Now in private practice, Khan served as Bucks County solicitor. He’s also been an assistant district attorney in Philadelphia and a federal prosecutor and has represented municipal, county, and state governments. Khan is the brother of state Rep. Tarik Khan (D-Philadelphia).

Khan lost a primary in 2017 to Philadelphia District Attorney Larry Krasner, and during the debate, he was asked about his electability.

“This isn’t about just winning the Democratic primary but winning the general election,” said Khan. “And this is a really, really tough election for Democrats to win.” Only two Democrats have ever won the attorney general’s race, he said. “Because they have painted the Democratic nominee as being soft on crime.” But before becoming the Bucks County solicitor, Khan said, he was a “career prosecutor.”

Joe Khan

Solomon worked in private practice, then joined the Army Reserves as a JAG officer and currently serves in the Pennsylvania National Guard. He was elected to the state House in 2016, beating a 42-year incumbent.

Solomon, who is running for both offices simultaneously, was told the “good government activists say ‘run for one.'”

“I protected us from Trump Republicans who are threatening our abortion and voting rights,” said Solomon. “I want to be your next attorney general because I want to protect our fundamental rights.”

Stollsteimer has twice been elected district attorney for Delaware County.

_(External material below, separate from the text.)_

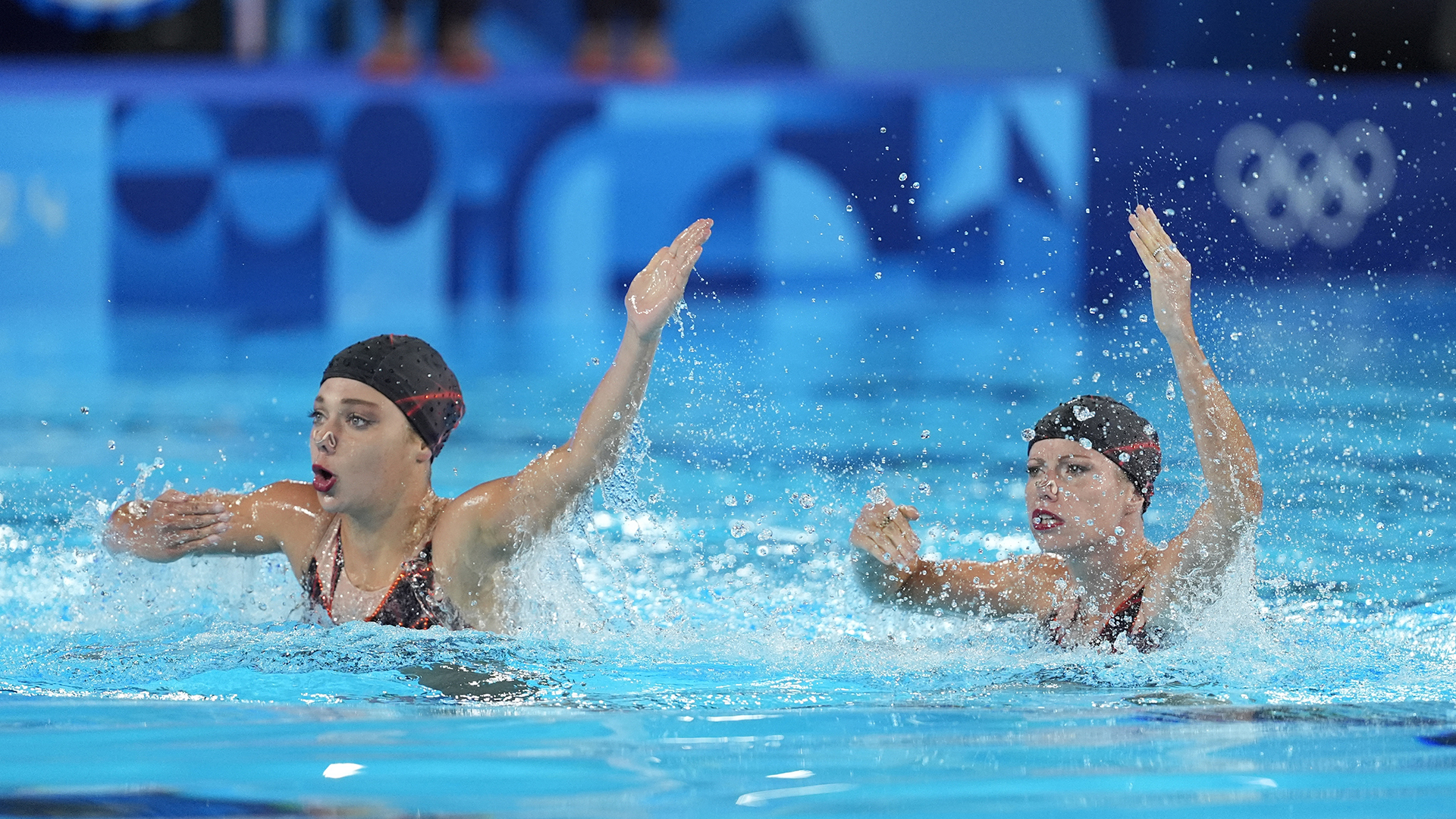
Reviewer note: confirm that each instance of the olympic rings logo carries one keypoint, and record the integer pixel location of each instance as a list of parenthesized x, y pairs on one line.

He was hired as an assistant district attorney in 2000 before becoming a policy analyst and special assistant U.S. attorney for the Project Safe Neighborhoods gun violence initiative in 2001. In 2004, he was appointed assistant U.S. attorney and assigned to lead a gun violence task force.

Rep. Jared Solomon

Both Stollsteimer and Solomon are up on the air with TV ads.

Solomon touts his “A” grade with Planned Parenthood and “F” ranking from the National Rifle Association. Stollsteimer’s ads feature the tagline “You don’t know Jack” and emphasize his record as a DA who brought down crime in the City of Chester.

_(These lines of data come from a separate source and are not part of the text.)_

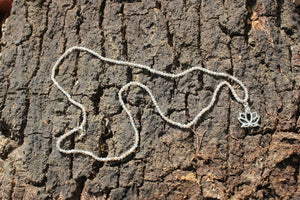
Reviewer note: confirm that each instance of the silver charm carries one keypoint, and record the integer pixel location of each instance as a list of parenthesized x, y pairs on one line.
[(248, 118)]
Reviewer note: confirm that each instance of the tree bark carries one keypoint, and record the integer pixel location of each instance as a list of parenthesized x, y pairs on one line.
[(255, 41)]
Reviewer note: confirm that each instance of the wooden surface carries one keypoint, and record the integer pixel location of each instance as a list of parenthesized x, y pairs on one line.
[(256, 41)]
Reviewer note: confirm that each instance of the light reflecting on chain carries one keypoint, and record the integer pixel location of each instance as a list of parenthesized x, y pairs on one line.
[(81, 127)]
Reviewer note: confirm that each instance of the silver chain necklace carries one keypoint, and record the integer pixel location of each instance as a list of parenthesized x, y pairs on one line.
[(247, 118)]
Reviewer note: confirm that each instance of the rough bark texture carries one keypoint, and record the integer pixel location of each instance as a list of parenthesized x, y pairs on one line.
[(256, 41)]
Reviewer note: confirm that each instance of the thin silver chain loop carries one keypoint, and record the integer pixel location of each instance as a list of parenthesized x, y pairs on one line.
[(81, 129)]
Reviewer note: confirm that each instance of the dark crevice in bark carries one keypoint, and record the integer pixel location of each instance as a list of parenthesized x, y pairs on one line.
[(250, 4), (95, 98), (78, 191), (170, 36)]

During the debate, Stollsteimer was asked what he would say to voters who think reducing the prison population by 30 percent is dangerous.

“Anybody who would say that would be completely wrong,” said Stollsteimer, who said they are balancing criminal justice reform with public safety. Delaware County had the only privately run prison in the state when he was elected, and he led the effort to de-privatize it. They’ve reduced the prison population by 40 percent “by keeping low-level offenders out of the criminal justice system and giving the help they need for redemption,” he said.

Delaware County District Attorney Jack Stollsteimer

Bruce L. Castor Jr., former Montgomery County district attorney, who served as acting attorney general after Democrat Kathleen Kane was convicted for perjury, agreed the Attorney General’s Office often leads to the governorship in Pennsylvania.

“A reputed centrist candidate from the southeast in either party gives that party a huge leg up in eventually the run for governor.  We have always known this. So, the focus now by statewide political leaders on both sides is on who they are hoping to maneuver to run for governor six years from now,” said Castor. “So, what ‘matters’ is which candidate has the credentials (prosecutor experience both appointed and elected) to be elected attorney general now, has won elections at least at the ‘county’ level from the southeast, where 40 percent of the people live.”

“Naturally, I am a Republican and want Republicans to win,” said Castor. “Looking at all the candidates objectively, however, I see DA Jack Stollsteimer as best at checking off all the boxes.

“If I was analyzing the long-term prospects for the two parties through the “AG” – ‘Almost Governor’ – lens, he’s who I see as best positioned.”

Whichever of these five gets the nod from Democratic primary voters on April 23 will face one of the two Republican candidates in the fall:  Dave Sunday or Rep. Craig Williams.